36

Selepas maghrib Khadija segera menikmati makan malam alakadarnya, dengan lauk sisa tadi pagi yang dihangatkan. Sangat jauh dari kata layak apalagi mewah, namun gadis itu tidak mengeluh, dia bersyukur masih diberikan rizki untuk makan.

Dia sudah bersiap untuk menemui wanita yang tadi siang menjanjikannya pekerjaan. Khadija berjalan menyusuri trotoar, sepanjang jalan dia melantunkan zikir meneguhkan hatinya yang sebetulnya rapuh dan butuh sandaran.

Tidak terasa, gerbang perumahan yang dimaksudnya sudah didepan mata. Khadija dimintai mengisi buku tamu dan memastikan mengikuti protokol kesehatan. Setelah selesai, dia masih harus berjalan cukup jauh menyusuri jalanan perumahan yang lebar. Cluster elit yang lingkungannya terasa nyaman dan pastinya aman dengan CCTV, security dan one gate system.

“Assalamu’alaikum,” Khadija mengucap salam, didepan gerbang pagar yang tingginya melebihi dirinya. Namun masih sepi, tak ada orang yang menjawabnya.

“Assalamu’alaikum!” Khadija kembali mengucap salam, namun masih sepi tak ada jawaban.

Akhirnya dia hanya berdiri mematung menatap jejeran tralis, tidak tahu harus bertanya pada siapa. Cluster elit seperti ini tidak seperti di kampung, setiap rumah seperti memiliki kehidupan masing-masing.
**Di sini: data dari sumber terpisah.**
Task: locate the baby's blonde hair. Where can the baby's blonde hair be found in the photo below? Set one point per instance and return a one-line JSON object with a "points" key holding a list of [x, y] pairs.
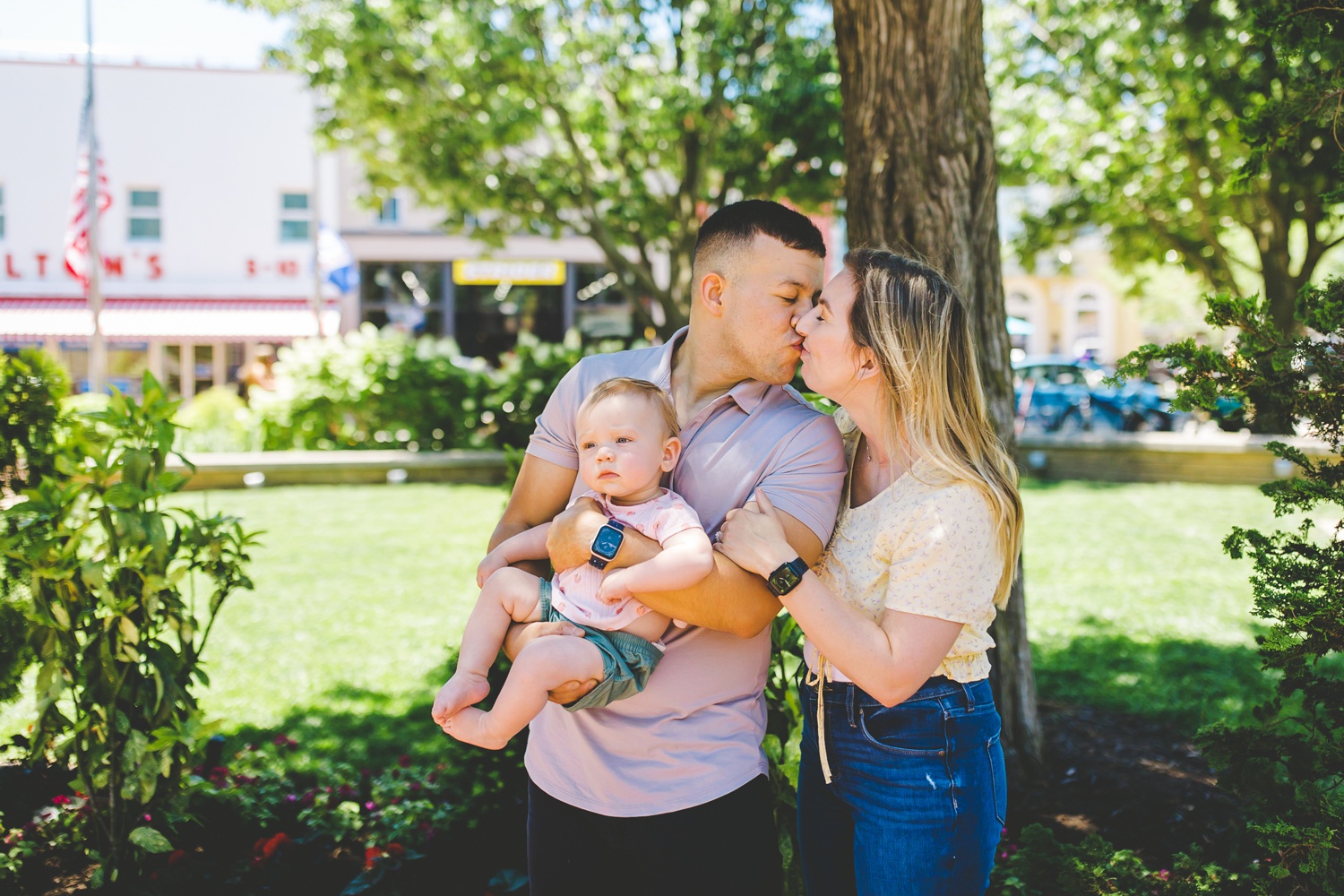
{"points": [[642, 389]]}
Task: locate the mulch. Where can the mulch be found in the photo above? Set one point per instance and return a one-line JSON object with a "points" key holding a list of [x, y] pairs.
{"points": [[1140, 785]]}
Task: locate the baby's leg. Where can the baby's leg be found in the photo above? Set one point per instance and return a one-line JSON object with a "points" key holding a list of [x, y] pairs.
{"points": [[650, 626], [510, 595], [542, 665]]}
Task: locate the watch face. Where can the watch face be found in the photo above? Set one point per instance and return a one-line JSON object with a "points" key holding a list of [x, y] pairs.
{"points": [[784, 579], [607, 543]]}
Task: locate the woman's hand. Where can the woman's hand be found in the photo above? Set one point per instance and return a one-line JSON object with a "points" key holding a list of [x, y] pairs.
{"points": [[753, 538]]}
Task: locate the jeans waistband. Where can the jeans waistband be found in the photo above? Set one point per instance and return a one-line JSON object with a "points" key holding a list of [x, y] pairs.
{"points": [[969, 694]]}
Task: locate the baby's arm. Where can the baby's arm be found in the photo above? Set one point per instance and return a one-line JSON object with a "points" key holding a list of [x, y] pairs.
{"points": [[685, 557], [524, 546]]}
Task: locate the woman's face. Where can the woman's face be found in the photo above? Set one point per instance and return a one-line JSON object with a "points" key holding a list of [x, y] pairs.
{"points": [[831, 362]]}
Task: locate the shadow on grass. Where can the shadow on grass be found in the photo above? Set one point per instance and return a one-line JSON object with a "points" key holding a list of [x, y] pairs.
{"points": [[354, 732], [1037, 484], [1185, 684], [362, 732]]}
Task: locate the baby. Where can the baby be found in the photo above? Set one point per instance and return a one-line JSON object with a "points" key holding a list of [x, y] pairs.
{"points": [[626, 441]]}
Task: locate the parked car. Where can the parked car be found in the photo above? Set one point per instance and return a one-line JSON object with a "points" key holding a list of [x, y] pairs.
{"points": [[1059, 394]]}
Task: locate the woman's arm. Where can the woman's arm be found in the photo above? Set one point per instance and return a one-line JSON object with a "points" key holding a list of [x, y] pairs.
{"points": [[890, 659]]}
Khadija merasa kakinya begitu lemas, bagaimanapun setelah seharian berjalan mencari pekerjaan, sore ini pun dia harus berjalan kesitu dengan asupan makanan alakadarnya. Dia berjongkok didepan gerbang itu, sungguh menyedihkan bila ada orang yang melihtanya.
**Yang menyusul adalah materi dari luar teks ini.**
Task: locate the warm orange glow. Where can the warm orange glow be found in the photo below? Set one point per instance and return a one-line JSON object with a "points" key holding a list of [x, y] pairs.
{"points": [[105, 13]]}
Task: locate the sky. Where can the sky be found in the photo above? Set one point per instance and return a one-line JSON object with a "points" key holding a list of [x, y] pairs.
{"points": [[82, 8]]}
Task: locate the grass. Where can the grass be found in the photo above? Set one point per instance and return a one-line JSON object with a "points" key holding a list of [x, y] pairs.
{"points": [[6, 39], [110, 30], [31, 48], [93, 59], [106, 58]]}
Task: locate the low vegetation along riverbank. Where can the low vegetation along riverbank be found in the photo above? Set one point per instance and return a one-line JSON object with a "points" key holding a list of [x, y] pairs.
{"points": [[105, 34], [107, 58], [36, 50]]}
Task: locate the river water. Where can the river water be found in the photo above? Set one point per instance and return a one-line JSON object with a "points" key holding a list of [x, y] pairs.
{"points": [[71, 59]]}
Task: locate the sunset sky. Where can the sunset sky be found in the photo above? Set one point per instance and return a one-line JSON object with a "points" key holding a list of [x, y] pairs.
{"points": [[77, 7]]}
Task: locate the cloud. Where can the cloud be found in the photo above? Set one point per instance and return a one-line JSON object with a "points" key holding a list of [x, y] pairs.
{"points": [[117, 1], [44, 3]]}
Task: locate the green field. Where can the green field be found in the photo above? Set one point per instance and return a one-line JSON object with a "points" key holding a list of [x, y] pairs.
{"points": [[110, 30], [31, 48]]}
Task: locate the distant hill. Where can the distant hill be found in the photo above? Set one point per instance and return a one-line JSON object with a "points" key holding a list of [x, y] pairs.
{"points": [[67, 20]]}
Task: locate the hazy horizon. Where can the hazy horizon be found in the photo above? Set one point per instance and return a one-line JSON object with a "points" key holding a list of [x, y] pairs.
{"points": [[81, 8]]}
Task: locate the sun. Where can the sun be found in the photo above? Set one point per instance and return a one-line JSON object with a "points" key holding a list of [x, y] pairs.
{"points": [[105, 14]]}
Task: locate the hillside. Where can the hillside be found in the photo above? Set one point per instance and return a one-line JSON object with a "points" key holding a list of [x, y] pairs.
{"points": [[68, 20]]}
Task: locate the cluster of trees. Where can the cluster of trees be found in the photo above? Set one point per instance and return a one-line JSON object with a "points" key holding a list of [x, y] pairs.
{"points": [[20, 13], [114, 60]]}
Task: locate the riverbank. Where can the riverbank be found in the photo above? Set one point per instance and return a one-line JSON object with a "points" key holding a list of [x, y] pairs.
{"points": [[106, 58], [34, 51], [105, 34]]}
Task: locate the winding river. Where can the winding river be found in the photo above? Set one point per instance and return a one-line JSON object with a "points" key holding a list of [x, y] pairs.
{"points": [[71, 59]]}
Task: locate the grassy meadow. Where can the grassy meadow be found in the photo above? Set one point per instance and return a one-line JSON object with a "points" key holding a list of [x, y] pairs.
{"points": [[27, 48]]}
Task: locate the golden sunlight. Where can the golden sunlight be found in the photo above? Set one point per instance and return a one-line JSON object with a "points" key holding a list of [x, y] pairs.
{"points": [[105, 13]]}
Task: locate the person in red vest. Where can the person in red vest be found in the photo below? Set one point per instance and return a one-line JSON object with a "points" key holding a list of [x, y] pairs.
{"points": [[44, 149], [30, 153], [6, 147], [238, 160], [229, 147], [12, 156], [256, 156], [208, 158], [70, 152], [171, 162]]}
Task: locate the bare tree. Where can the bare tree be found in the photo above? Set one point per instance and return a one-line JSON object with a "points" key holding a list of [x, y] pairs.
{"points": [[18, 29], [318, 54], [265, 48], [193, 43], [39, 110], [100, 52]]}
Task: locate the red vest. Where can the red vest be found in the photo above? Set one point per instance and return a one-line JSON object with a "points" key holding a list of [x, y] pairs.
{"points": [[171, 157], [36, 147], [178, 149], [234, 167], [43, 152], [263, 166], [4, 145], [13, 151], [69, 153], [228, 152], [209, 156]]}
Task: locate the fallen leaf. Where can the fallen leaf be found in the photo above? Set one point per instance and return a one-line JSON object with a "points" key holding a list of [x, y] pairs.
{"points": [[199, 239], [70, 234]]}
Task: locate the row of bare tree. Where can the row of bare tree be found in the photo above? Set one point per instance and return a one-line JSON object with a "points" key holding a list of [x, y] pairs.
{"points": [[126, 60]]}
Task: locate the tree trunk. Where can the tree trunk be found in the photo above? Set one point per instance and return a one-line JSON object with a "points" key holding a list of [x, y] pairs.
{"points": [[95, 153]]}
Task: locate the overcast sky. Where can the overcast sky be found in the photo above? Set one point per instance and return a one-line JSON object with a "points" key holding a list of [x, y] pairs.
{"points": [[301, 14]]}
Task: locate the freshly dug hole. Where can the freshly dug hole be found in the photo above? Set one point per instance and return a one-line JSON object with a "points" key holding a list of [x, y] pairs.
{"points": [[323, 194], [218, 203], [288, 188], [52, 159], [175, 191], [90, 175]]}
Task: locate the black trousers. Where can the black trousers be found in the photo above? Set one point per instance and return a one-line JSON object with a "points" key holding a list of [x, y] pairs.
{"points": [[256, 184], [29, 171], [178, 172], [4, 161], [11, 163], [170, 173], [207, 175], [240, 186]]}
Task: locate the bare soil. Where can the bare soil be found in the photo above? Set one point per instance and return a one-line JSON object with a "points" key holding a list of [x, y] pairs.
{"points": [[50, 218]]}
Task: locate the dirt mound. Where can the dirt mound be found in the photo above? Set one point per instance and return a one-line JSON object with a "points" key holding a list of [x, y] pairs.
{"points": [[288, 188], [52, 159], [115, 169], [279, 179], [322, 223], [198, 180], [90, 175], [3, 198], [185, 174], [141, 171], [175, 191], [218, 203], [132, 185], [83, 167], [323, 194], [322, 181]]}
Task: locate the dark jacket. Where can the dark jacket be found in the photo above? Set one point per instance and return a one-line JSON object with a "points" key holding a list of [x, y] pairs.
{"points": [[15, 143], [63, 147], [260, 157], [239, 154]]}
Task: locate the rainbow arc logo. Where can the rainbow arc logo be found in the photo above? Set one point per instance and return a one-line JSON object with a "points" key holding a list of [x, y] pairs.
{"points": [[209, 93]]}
“Tin Tin” suara klakson mobil membuatnya terkaget, dan segera berdiri. Tak berapa lama seorang wanita turun, masih mengenakan belzer yang siang tadi dikenakan.

“Maaf ya Mba, tadi suami saya ada meeting mendadak, jadi jemputnya telat,” Sisy turun sambil tersenyum pada Khadija, wanita itu membuka kunci pagar gerbang rumahnya.
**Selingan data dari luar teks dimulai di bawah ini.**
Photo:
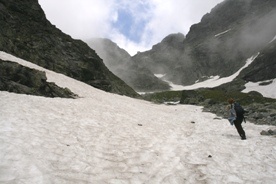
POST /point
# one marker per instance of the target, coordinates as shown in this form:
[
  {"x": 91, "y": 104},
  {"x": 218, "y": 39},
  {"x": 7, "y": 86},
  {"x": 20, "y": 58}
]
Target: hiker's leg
[{"x": 239, "y": 128}]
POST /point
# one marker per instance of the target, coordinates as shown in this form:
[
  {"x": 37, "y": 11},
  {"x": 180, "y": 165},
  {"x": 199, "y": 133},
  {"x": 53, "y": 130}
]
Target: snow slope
[{"x": 107, "y": 138}]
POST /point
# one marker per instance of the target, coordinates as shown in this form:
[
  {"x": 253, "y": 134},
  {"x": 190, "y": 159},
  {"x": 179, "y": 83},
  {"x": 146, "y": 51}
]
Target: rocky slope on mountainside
[
  {"x": 26, "y": 33},
  {"x": 219, "y": 45},
  {"x": 121, "y": 64},
  {"x": 19, "y": 79}
]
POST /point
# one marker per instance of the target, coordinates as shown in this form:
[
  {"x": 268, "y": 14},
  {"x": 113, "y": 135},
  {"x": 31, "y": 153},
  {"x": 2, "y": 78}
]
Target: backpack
[{"x": 239, "y": 110}]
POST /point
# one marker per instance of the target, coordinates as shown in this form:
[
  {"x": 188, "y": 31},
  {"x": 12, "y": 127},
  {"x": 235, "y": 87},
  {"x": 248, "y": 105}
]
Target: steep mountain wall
[
  {"x": 26, "y": 33},
  {"x": 219, "y": 45},
  {"x": 121, "y": 64}
]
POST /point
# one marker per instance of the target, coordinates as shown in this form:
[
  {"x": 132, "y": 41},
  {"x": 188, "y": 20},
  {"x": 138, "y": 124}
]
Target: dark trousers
[{"x": 238, "y": 126}]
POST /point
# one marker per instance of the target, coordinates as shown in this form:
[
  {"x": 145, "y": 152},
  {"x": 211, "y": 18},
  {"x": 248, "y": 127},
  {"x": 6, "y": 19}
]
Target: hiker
[{"x": 236, "y": 117}]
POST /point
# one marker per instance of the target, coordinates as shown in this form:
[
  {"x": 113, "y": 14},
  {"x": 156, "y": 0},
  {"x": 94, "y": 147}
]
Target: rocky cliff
[
  {"x": 219, "y": 45},
  {"x": 26, "y": 33},
  {"x": 121, "y": 64}
]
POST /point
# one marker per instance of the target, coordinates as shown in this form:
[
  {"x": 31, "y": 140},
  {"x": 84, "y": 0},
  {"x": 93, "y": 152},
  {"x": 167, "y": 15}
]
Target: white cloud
[{"x": 85, "y": 19}]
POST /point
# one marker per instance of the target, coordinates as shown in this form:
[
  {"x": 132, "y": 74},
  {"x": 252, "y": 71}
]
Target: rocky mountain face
[
  {"x": 219, "y": 45},
  {"x": 26, "y": 33},
  {"x": 121, "y": 64},
  {"x": 19, "y": 79}
]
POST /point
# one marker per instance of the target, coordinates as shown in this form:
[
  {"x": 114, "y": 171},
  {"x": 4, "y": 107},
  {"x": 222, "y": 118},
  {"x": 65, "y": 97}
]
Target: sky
[
  {"x": 123, "y": 140},
  {"x": 135, "y": 25}
]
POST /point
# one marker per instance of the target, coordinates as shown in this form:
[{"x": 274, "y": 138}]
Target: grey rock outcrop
[
  {"x": 219, "y": 45},
  {"x": 121, "y": 64},
  {"x": 26, "y": 33},
  {"x": 19, "y": 79}
]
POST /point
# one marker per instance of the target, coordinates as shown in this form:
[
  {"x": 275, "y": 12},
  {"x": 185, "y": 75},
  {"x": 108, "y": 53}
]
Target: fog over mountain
[
  {"x": 219, "y": 45},
  {"x": 121, "y": 64}
]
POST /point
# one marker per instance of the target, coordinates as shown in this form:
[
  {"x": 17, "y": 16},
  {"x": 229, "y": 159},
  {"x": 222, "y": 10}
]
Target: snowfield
[{"x": 107, "y": 138}]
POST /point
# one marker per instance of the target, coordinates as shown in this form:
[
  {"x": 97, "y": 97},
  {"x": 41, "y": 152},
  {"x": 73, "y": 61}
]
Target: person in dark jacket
[{"x": 238, "y": 120}]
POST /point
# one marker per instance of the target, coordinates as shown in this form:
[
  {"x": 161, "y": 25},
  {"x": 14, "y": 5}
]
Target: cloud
[{"x": 135, "y": 25}]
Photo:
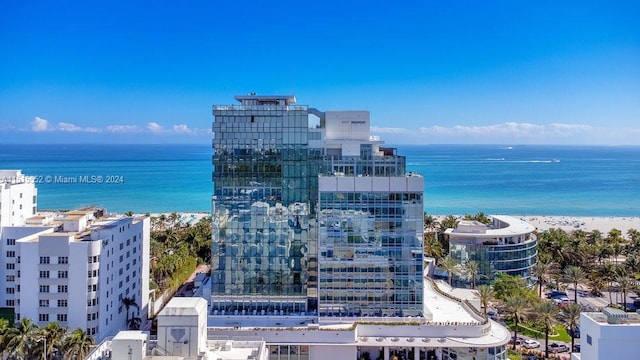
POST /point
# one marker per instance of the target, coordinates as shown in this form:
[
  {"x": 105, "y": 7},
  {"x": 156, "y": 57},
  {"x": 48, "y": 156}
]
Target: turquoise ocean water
[{"x": 517, "y": 180}]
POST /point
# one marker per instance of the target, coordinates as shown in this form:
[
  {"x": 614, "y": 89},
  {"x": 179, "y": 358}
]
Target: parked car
[
  {"x": 518, "y": 340},
  {"x": 561, "y": 300},
  {"x": 555, "y": 293},
  {"x": 575, "y": 333},
  {"x": 556, "y": 348}
]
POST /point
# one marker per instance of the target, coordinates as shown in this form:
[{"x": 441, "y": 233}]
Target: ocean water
[{"x": 459, "y": 179}]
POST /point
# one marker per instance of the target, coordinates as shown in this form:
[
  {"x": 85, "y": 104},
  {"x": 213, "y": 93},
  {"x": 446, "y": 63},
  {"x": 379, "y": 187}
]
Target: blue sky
[{"x": 504, "y": 72}]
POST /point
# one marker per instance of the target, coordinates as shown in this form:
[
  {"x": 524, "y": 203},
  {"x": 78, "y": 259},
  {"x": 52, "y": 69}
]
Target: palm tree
[
  {"x": 571, "y": 317},
  {"x": 575, "y": 275},
  {"x": 547, "y": 313},
  {"x": 623, "y": 283},
  {"x": 128, "y": 302},
  {"x": 77, "y": 345},
  {"x": 615, "y": 238},
  {"x": 432, "y": 247},
  {"x": 472, "y": 267},
  {"x": 450, "y": 266},
  {"x": 17, "y": 340},
  {"x": 518, "y": 308},
  {"x": 53, "y": 334},
  {"x": 486, "y": 294}
]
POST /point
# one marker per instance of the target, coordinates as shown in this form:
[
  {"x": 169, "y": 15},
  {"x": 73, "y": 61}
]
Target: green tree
[
  {"x": 471, "y": 268},
  {"x": 506, "y": 286},
  {"x": 480, "y": 217},
  {"x": 450, "y": 266},
  {"x": 572, "y": 317},
  {"x": 623, "y": 284},
  {"x": 547, "y": 313},
  {"x": 17, "y": 341},
  {"x": 575, "y": 275},
  {"x": 129, "y": 302},
  {"x": 485, "y": 292},
  {"x": 541, "y": 270},
  {"x": 77, "y": 345},
  {"x": 517, "y": 308}
]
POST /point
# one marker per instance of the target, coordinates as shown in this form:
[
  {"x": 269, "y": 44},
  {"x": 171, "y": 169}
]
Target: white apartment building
[
  {"x": 76, "y": 268},
  {"x": 610, "y": 334},
  {"x": 18, "y": 197},
  {"x": 506, "y": 245}
]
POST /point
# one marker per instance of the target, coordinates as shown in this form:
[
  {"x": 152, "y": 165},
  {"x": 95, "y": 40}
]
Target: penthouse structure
[
  {"x": 507, "y": 245},
  {"x": 317, "y": 242},
  {"x": 610, "y": 334},
  {"x": 76, "y": 268}
]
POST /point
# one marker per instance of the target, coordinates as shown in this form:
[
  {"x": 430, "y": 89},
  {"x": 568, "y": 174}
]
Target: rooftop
[{"x": 502, "y": 225}]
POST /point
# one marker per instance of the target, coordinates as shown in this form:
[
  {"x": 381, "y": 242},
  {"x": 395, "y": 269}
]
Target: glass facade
[
  {"x": 261, "y": 210},
  {"x": 370, "y": 256},
  {"x": 269, "y": 217},
  {"x": 512, "y": 259}
]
Mereka menepi, ketika mobil berwarna merah itu memasuki halaman rumah terus langsung parkir di garasi. Sisy mengajak Khadija masuk kedalam rumahnya. Dari dalam mobil, turun lelaki kira-kira berusia empat puluh lima tahun, dengan wajah terlihat datar.

“Mba Khadija, ini suami saya Mas Reza,” ucap Sisy ketika suaminya beberapa langkah lagi sampai kearahnya. Khadija hanya mengangguk. Kemudian Sisy mempersilahkan Khadija masuk dan duduk pada sofa empuk di ruang tengah.

Sisy dan suaminya menuju ke lantai atas, kamar mereka ada di lantai dua. Sementara itu Khadija melihat-lihat sekitar, rumah yang cukup luas.

Pembicaraan berjalan lancar, Khadija tidak neko-neko masalah gaji. Berapapun dia terima asalkan bisa untuk menyambung hidupnya tanpa harus melibatkan orang-orang yang dia anggap keluarga. Sisy menjelaskan pekerjaan harian yang harus dilakukan oleh gadis itu. Setelah semuanya jelas, Khadija berpamitan. Dia kembali berjalan menyusuri jalanan perumahan, melewati gerbang, kembali mengayun langkah melewati jalanan yang sama.

Gadis itu tiba di kontrakannya sudah larut malam. Khadiija berselonjor, lengan ringkihnya memijit betis-betisnya yang terasa pegal luar biasa. Setelah beberapa menit, dia bergegas membersihkan diri dan dilanjut shola Isya dan tadarrus Al-Qur’an.

“Hanya pada-Mu aku berserah ya Allah, aku tidak memiliki siapapun lagi di dunia ini selain Engkau. Peluk aku dalam kasih sayang-Mu, dalam rahman dan rahim-Mu. Meski aku tahu tak pantas, tapi aku tak akan pernah lelah untuk meminta,” itulah penggalan doa yang Khadija ucapkan dipenghujung malam.

Khadija bergegas tidur, besok dia harus bangun lebih awal karena harus sampai di rumah Bu Sisy sebelum pukul enam pagi. Jam kerjanya lumayan panjang dengan uang saku yang sebetulnya pas-pasan. Sepasang suami istri itu memintanya memulai kerja dari pukul enam pagi sampai pukul lima sore. Sementara untuk sabtu dan minggu Khadija diijinkan libur karena alasan kuliah.

***

Pagi itu Khadija sudah sampai didepan rumah Sisy dan Reza pukul setengah enam pagi. Sehabis sholat shubuh dia sudah berangkat sambil menikmati sejuknya udara pagi. Cuaca yang bersahabat dan kesejukan yang menenangkan memenuhi paru-parunya.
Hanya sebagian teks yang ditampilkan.